Keimanan Berkaitan
dengan Hujan
Ada beberapa hal keimanan yang mesti diimani seorang
muslim berkaitan dengan hujan, yaitu:
Pertama: Tidak ada yang mampu menurunkan hujan melainkan
Allah Ta’ala.
Allah Ta’ala berfirman,
مَا
يَفْتَحِ اللَّهُ لِلنَّاسِ مِنْ رَحْمَةٍ فَلَا مُمْسِكَ لَهَا وَمَا يُمْسِكْ
فَلَا مُرْسِلَ لَهُ مِنْ بَعْدِهِ وَهُوَ الْعَزِيزُ الْحَكِيمُ
“Apa saja
yang Allah anugerahkan kepada manusia berupa rahmat, maka tidak ada seorangpun
yang dapat menahannya; dan apa saja yang ditahan oleh Allah maka tidak
seorangpun yang sanggup melepaskannya sesudah itu.
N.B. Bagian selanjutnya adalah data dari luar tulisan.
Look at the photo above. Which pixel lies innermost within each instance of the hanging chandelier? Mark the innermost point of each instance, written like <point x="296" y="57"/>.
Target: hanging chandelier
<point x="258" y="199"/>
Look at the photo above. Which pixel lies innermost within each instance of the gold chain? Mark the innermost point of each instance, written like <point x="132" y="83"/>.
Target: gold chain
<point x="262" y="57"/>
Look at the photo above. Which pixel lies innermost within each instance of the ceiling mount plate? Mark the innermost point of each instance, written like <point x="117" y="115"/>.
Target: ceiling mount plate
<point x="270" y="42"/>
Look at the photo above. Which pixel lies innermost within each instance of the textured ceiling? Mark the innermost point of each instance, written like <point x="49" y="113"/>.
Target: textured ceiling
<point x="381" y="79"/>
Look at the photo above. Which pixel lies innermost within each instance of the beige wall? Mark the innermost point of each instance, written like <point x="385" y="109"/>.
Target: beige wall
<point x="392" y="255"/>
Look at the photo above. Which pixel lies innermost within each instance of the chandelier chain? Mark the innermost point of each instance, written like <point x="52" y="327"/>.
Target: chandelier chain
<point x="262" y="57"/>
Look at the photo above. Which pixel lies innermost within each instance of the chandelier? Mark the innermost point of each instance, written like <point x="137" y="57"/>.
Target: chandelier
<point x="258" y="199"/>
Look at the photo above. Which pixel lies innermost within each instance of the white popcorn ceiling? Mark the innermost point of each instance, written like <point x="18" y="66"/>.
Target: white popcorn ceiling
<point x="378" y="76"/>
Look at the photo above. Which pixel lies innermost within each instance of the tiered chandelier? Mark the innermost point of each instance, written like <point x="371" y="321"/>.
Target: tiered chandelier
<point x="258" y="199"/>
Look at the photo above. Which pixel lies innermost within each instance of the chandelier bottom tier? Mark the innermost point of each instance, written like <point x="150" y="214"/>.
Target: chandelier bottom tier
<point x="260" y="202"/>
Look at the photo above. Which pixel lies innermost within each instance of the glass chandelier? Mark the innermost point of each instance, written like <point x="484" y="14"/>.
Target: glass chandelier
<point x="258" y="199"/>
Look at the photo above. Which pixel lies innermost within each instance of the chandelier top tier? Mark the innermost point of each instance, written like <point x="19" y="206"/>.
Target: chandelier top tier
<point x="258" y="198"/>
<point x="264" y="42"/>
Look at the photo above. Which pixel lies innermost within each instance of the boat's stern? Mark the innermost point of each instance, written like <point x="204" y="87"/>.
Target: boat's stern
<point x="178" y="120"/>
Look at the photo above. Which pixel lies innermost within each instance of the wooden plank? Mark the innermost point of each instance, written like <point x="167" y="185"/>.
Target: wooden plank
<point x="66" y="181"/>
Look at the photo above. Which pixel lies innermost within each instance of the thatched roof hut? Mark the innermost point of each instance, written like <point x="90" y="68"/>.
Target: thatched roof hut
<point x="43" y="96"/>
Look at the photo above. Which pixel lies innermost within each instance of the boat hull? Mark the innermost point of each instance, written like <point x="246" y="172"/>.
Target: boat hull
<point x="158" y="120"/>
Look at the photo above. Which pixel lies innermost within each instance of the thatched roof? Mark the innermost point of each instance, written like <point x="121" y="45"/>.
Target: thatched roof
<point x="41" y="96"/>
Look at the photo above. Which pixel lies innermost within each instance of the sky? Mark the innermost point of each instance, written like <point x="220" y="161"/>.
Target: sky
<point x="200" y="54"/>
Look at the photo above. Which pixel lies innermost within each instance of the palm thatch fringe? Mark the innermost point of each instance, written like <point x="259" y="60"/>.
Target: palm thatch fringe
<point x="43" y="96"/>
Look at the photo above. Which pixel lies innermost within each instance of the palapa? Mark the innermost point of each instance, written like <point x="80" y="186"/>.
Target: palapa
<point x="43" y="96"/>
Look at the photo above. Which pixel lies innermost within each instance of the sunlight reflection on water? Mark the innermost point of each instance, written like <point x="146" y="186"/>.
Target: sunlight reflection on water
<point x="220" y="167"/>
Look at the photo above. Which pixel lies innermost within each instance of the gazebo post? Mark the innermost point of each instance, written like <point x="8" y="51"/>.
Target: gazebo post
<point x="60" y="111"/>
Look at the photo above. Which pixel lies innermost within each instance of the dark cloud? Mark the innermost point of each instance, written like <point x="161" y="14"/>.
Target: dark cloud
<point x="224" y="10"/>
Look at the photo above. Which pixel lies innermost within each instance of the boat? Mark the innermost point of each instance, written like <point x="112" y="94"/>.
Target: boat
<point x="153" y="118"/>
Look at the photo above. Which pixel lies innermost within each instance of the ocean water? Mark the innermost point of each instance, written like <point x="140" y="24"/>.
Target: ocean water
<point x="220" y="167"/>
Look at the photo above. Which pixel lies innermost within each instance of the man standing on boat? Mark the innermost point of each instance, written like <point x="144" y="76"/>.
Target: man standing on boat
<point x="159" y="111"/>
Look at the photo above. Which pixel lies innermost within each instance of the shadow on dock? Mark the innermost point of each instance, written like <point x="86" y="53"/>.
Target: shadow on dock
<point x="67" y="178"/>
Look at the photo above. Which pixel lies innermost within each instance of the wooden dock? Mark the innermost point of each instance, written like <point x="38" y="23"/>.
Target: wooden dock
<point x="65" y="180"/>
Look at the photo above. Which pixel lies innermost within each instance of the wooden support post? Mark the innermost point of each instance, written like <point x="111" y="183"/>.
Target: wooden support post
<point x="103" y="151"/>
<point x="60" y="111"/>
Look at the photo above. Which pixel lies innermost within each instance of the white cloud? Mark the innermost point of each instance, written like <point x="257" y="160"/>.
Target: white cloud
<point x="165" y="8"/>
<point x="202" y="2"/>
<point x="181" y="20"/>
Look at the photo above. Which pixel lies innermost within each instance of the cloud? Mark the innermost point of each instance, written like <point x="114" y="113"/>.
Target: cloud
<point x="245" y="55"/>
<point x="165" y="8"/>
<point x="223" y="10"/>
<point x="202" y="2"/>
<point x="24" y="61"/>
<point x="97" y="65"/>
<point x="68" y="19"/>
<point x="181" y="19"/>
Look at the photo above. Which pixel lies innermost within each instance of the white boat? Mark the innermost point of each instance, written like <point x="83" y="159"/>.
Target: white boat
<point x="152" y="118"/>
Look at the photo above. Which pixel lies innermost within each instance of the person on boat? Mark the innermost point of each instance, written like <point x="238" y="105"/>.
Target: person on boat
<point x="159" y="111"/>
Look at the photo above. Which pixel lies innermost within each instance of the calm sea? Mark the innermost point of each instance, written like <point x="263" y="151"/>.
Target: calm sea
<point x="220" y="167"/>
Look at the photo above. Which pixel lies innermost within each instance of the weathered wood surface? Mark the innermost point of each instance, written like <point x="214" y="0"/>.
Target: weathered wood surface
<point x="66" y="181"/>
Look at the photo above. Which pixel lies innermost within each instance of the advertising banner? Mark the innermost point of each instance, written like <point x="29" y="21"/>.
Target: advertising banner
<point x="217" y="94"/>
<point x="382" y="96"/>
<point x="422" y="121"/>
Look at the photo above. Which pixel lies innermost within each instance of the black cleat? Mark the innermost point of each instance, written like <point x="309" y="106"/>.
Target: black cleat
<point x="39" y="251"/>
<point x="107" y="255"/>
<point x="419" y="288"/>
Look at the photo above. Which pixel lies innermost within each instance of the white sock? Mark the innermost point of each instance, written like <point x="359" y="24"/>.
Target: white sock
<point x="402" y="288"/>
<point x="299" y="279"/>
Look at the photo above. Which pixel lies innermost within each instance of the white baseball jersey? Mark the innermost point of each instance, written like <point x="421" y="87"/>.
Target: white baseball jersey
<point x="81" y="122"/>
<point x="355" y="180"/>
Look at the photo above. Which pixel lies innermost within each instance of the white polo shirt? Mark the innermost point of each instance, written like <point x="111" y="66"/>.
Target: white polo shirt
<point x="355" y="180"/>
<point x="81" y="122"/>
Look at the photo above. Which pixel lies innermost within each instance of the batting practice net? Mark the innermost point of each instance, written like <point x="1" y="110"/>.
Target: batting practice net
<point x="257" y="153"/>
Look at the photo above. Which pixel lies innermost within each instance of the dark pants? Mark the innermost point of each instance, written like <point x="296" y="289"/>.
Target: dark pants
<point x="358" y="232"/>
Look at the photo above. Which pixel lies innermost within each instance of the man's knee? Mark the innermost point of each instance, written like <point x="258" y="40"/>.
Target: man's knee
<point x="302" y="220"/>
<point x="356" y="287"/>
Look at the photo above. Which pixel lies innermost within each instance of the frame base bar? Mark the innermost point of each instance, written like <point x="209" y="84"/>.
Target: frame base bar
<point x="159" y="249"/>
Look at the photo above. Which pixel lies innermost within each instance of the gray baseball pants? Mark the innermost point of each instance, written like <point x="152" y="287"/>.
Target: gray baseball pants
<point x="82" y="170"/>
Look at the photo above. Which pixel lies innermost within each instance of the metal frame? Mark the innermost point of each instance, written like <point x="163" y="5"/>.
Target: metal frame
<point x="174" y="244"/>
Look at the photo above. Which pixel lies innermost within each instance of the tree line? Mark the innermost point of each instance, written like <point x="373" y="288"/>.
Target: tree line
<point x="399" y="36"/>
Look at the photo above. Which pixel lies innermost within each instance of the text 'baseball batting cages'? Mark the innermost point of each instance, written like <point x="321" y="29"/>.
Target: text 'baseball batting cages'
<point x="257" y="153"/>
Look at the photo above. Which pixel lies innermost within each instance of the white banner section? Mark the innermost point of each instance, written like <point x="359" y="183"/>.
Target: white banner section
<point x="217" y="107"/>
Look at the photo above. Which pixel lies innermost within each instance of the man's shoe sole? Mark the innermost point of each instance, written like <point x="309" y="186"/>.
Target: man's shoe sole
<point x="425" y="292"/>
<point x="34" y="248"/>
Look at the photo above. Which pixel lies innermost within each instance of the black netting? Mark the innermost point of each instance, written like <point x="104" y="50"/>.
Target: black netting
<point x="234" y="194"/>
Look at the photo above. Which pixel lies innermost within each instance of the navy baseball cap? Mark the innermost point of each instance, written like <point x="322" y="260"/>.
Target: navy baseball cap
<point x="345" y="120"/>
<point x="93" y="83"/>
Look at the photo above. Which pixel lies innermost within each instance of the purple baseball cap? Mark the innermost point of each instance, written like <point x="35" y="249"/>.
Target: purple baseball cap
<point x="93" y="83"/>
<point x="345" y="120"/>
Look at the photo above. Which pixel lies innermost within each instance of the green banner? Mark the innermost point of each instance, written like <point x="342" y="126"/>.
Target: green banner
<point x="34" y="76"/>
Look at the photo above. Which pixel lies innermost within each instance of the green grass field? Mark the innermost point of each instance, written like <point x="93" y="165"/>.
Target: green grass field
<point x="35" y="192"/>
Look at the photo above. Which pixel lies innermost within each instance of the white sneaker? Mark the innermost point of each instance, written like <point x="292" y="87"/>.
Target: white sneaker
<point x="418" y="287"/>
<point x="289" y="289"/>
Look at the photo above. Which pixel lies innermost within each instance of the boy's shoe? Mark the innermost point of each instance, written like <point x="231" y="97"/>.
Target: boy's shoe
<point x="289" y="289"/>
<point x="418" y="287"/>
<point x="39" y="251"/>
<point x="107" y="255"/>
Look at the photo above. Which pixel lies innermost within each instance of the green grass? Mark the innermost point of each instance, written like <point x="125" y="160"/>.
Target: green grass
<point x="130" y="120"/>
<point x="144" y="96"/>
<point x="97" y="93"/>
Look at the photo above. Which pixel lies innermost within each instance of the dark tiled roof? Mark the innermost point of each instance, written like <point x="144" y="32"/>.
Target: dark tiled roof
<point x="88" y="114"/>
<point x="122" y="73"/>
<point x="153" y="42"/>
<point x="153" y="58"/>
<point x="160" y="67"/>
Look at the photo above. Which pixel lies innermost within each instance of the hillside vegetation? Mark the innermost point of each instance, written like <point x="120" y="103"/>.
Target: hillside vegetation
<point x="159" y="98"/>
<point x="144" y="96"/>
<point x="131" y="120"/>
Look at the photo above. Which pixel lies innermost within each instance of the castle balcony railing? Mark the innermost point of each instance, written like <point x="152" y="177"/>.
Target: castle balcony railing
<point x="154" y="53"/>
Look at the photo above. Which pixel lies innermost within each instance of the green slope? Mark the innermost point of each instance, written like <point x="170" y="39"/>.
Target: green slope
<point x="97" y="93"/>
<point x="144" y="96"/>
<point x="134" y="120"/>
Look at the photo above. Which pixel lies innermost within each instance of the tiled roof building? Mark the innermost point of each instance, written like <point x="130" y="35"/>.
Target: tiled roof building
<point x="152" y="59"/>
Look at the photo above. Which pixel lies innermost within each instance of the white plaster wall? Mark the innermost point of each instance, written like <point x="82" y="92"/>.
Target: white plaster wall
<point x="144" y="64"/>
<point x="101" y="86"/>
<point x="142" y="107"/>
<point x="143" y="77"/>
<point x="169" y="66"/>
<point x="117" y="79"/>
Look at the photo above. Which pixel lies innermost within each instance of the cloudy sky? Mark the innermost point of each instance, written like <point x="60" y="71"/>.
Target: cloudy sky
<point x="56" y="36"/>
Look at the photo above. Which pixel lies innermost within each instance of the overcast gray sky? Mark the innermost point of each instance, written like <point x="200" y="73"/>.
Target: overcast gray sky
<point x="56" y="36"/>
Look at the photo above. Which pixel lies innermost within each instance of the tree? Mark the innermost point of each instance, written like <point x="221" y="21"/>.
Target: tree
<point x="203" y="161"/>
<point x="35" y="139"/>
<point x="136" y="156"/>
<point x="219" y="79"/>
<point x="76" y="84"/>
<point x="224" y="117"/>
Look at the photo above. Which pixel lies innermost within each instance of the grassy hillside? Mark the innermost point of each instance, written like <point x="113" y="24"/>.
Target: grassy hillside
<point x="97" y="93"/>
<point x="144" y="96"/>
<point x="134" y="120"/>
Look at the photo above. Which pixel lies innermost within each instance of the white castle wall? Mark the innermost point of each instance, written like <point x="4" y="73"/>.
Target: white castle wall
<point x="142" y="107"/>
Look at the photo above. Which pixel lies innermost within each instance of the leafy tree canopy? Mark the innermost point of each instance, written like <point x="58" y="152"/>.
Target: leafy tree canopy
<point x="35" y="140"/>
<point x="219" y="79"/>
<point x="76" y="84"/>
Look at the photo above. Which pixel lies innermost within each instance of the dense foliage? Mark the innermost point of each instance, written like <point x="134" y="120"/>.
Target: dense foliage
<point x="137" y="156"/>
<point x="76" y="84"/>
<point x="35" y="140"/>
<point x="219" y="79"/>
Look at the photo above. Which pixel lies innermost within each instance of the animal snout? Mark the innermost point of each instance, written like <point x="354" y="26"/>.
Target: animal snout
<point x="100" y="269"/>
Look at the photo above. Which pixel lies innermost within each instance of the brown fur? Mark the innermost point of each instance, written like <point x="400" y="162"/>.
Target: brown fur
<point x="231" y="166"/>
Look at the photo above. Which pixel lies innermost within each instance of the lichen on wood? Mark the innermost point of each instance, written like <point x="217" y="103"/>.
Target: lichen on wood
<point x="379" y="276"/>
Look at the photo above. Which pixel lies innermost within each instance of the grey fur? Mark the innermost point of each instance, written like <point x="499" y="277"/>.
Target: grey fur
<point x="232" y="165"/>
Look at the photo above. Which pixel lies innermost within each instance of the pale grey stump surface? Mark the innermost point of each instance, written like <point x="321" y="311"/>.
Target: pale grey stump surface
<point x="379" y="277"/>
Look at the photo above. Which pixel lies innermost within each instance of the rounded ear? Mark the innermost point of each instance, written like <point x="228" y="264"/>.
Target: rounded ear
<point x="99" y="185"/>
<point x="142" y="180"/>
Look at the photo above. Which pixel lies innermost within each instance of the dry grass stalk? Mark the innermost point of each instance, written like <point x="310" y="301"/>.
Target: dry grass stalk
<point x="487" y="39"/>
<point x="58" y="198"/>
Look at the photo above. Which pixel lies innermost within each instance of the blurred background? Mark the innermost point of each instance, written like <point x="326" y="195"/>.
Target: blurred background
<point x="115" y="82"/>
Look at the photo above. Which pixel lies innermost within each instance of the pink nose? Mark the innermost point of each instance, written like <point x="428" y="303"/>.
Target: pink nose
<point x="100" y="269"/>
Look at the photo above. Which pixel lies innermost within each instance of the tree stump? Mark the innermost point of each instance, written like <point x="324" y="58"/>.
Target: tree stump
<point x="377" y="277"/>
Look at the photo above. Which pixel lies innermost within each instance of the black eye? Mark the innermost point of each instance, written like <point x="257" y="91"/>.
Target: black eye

Dan Dialah Yang Maha Perkasa
lagi Maha Bijaksana.” (QS. Fathir: 2). Sebagian ulama seperti penulis tafsir Al
Jalalain mengatakan bahwa rahmat yang dimaksudkan di sini adalah rizki dan hujan.[1]
Al Qurthubi
mengatakan bahwa sebagian ulama menafsirkan rahmat dalam ayat di atas dengan
hujan atau rizki. Mereka mengatakan, “Hujan atau rizki yang Allah datangkan
pada mereka, tidak ada satu pun yang dapat menahannya. Jika Allah menahannya
untuk turun, maka tidak ada seorang pun yang dapat menurunkan hujan tersebut.”
Ada pula
ulama yang memaksudkan rahmat di sini dengan diutusnya rasul karena rasul
adalah rahmat untuk manusia. Ada pula ulama yang menafsirkan rahmat dengan
do’a, taubat, taufik dan hidayah. Namun yang lebih tepat, makna rahmat di sini
adalah umum mencakup segala apa yang dimaksudkan oleh para ulama tadi. Jadi
makna rahmat adalah hujan, rizki, do’a, taubat, taufik dan hidayah.[2]
Kedua:
Diturunkannya hujan termasuk kunci ilmu ghoib dan hanya Allah yang tahu kapan
turunnya
Allah
Ta’ala berfirman,
إِنَّ اللَّهَ عِنْدَهُ
عِلْمُ السَّاعَةِ وَيُنَزِّلُ الْغَيْثَ وَيَعْلَمُ مَا فِي الأرْحَامِ وَمَا
تَدْرِي نَفْسٌ مَاذَا تَكْسِبُ غَدًا وَمَا تَدْرِي نَفْسٌ بِأَيِّ أَرْضٍ
تَمُوتُ إِنَّ اللَّهَ عَلِيمٌ خَبِيرٌ
“Sesungguhnya
Allah, hanya pada sisi-Nya sajalah pengetahuan tentang Hari Kiamat; dan Dia-lah
Yang menurunkan hujan, dan mengetahui apa yang ada dalam rahim. Dan tiada
seorang pun yang dapat mengetahui (dengan pasti) apa yang akan diusahakannya
besok. Dan tiada seorang pun yang dapat mengetahui di bumi mana dia akan mati.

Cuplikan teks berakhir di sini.